Core kit — the universal SKUs. Neutral-palette apparel in XS–5XL. Jain-certified sweets. Vegan dark chocolate. Verified dry fruits. Non-alcoholic premium beverage (tea, coffee, cold-brew). Brass diya or ceramic mug without religious inscription. Greeting card in Hindi + English, ≥14 pt sans-serif, high-contrast, tactile brand mark, QR to digital / audio version. Packaging that opens one-handed, without loud crinkle, without heavy fragrance. Ships to every recipient — office, home, tier-1 or tier-4.

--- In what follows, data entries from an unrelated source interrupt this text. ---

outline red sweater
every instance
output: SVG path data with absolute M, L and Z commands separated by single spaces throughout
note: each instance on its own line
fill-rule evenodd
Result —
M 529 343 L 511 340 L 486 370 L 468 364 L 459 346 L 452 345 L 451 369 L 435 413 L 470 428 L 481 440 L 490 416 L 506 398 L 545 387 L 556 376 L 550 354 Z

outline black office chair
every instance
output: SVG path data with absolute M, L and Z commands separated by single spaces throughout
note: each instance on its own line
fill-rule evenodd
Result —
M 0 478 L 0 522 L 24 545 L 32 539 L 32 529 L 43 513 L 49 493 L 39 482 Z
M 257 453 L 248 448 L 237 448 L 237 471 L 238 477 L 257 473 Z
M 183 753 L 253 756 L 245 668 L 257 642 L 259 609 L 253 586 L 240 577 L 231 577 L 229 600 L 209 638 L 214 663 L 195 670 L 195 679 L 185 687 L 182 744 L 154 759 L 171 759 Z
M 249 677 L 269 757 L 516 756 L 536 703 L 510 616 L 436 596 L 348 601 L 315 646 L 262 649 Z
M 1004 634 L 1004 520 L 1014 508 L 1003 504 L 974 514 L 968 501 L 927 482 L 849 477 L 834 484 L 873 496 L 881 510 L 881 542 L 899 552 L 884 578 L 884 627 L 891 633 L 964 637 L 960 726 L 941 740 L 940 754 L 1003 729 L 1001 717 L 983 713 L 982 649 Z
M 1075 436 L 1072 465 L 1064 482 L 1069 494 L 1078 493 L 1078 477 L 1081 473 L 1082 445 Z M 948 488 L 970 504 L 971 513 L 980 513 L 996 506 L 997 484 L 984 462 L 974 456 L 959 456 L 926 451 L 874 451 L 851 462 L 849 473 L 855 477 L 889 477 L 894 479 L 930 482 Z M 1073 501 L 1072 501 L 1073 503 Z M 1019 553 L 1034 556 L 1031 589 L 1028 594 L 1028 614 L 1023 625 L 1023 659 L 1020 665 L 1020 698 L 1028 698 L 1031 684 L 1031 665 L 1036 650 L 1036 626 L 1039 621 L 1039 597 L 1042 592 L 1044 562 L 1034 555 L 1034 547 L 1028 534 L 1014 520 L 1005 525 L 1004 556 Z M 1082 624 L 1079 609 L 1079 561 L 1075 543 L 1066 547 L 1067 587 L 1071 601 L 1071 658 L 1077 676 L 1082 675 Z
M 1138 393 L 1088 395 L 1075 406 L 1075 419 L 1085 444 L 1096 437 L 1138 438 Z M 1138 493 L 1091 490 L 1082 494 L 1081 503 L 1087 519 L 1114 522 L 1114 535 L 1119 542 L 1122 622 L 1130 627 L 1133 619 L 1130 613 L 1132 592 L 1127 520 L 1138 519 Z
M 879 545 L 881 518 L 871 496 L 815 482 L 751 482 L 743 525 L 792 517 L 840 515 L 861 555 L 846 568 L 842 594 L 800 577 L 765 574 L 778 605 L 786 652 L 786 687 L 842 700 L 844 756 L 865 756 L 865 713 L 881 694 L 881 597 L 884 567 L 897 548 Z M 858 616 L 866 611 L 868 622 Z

Expression module — the opt-in additions. Halal-verified confection for recipients who register a halal preference. Alt-format greeting card (Braille or audio-QR) for recipients who register a visual-impairment need. Regional-language greeting card for recipients whose primary language is Tamil / Telugu / Bengali / Marathi / Kannada / Malayalam / Gujarati / Punjabi. Faith-linked personal manager message on the recipient's registered festival. Home-state harvest festival recognition. Larger-print or Braille instructions. Kosher line for the rare cohort. All opt-in via the DPDP-safe preference-capture flow.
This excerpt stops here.